Julián había quedado atrapado bajo un panel, pero logró levantarlo con un poste y una correa cosida años atrás por su esposa fallecida.
Regresó de rodillas, con sangre en una ceja.
—Aguantará hasta mañana.
Elena lo abrazó frente a todos.
—Mañana es suficiente.
Al cuarto día, el viento cedió.
Todas las vacas de La Esperanza seguían vivas. El becerro tenía una oreja lastimada, pero bebía leche. El heno estaba seco, la bomba funcionaba y las puertas podían abrirse.
En el rancho de Ezequiel habían muerto 37 reses.
Cuando llegaron las autoridades, Nicanor declaró sobre el cierre deliberado del camino. Rogelio confesó la falsificación, el contrato fue anulado y Ezequiel perdió el control del paso que usaba para presionar a los vecinos.
Días después, Ezequiel apareció en La Esperanza sin amenazas.
—¿A qué distancia pusiste la barrera? —preguntó.
—A 10 metros en la parte central, pero cambia según el terreno.
—Enséñame.
Elena esperaba que Julián lo rechazara. Él tomó su chamarra y caminó hacia los postes.

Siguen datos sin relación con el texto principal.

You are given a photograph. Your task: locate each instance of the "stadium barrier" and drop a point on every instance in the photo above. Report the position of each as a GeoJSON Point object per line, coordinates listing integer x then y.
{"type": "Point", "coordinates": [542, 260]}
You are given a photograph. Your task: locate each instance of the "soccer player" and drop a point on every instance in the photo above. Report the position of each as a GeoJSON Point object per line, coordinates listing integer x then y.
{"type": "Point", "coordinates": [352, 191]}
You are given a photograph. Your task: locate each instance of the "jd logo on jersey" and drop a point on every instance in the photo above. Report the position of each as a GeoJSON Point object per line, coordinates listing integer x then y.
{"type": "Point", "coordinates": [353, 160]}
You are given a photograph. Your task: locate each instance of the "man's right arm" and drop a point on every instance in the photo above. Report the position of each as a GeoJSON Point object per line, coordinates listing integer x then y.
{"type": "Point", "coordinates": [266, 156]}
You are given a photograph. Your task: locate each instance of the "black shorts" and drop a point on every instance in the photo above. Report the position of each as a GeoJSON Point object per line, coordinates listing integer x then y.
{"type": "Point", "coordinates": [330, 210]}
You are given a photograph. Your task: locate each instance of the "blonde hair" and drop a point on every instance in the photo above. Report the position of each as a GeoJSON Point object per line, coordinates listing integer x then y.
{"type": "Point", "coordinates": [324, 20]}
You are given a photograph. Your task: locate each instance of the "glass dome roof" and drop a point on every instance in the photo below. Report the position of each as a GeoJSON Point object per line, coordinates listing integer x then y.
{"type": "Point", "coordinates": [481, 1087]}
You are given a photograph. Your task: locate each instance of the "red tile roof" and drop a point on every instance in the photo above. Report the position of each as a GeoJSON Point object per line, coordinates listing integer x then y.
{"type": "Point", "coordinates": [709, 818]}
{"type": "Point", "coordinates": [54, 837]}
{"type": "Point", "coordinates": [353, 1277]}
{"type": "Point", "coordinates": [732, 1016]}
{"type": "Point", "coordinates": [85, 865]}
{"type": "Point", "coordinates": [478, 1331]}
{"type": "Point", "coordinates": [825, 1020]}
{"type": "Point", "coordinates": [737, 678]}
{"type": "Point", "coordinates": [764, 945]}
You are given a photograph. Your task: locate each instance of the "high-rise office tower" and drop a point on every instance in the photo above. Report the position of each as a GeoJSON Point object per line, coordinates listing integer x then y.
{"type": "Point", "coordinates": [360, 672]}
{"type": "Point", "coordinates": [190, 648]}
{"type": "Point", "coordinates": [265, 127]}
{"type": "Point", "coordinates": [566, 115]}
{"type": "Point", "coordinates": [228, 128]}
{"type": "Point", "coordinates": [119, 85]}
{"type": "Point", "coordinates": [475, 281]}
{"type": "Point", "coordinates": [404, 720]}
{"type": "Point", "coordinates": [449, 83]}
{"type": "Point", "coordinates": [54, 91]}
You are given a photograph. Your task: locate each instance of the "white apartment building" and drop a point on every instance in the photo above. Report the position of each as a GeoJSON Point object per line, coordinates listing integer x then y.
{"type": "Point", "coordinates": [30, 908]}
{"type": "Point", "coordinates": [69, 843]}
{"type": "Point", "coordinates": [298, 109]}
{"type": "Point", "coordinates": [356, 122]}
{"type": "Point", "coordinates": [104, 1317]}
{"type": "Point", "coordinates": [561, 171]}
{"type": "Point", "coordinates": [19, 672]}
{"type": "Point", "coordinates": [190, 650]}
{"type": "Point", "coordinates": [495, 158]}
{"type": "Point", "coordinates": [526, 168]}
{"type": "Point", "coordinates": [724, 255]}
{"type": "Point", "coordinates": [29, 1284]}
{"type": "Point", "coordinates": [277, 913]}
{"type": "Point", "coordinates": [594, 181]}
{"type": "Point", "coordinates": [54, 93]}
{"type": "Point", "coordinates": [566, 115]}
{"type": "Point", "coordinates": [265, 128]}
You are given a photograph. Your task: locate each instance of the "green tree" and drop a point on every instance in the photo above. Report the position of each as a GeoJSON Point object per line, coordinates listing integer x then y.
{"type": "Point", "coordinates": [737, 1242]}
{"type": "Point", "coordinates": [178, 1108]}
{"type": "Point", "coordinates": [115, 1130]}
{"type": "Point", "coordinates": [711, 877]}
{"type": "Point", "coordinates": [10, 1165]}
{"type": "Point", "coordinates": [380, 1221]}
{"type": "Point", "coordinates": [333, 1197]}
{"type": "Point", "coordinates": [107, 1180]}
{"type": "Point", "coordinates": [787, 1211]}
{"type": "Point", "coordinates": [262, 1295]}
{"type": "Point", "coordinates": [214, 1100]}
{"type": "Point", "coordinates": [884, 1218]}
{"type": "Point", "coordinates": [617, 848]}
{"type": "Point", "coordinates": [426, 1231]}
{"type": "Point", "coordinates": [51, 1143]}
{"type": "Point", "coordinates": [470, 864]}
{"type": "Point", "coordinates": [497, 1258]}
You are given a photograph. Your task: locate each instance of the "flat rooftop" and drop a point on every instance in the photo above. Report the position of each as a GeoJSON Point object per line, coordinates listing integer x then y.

—¿Después de lo que hizo, vas a ayudarlo?
—Voy a ayudar a sus animales. Él tendrá que responder por lo demás.
Esa respuesta terminó de mostrarle a Elena quién era aquel hombre que había llegado pidiendo leche.
Esa noche, colocó un contrato sobre la mesa. Le daba a Julián parte de las ganancias y autoridad sobre las mejoras.
La última cláusula decía que Mateo e Inés tendrían hogar en La Esperanza, pasara lo que pasara entre los adultos.
—¿Por qué me das parte de algo que es tuyo?
—No te regalo nada. Estoy poniendo por escrito lo que ya sostuviste con tus manos.
Julián miró las 2 tazas junto a la estufa.
—Vine pidiendo leche. No quería deberte una vida.
—No me debes ninguna. Pero aquí hay una, por si quieres compartirla.
Se casaron en mayo, sin fiesta grande, con Mateo como testigo e Inés dormida en brazos de doña Rufina.
Semanas después, Mateo tropezó cerca del cortavientos y gritó:
—¡Mamá Elena!
Ella corrió a levantarlo fingiendo no haber escuchado la palabra completa.
Un mes más tarde, Inés dio sus primeros pasos frente al establo. Caminó hacia Elena, abrió los brazos y dijo:
—Mamá.
Elena se arrodilló y lloró sin esconderse.
La Esperanza no sobrevivió porque el invierno tuviera compasión. Sobrevivió porque 2 personas dejaron de confundir la soledad con la fuerza.
Y cuando los vecinos preguntaban quién había salvado a quién, Elena respondía:
—Él pidió leche para sus hijos. Yo le di una oportunidad. Lo demás lo construimos entre todos.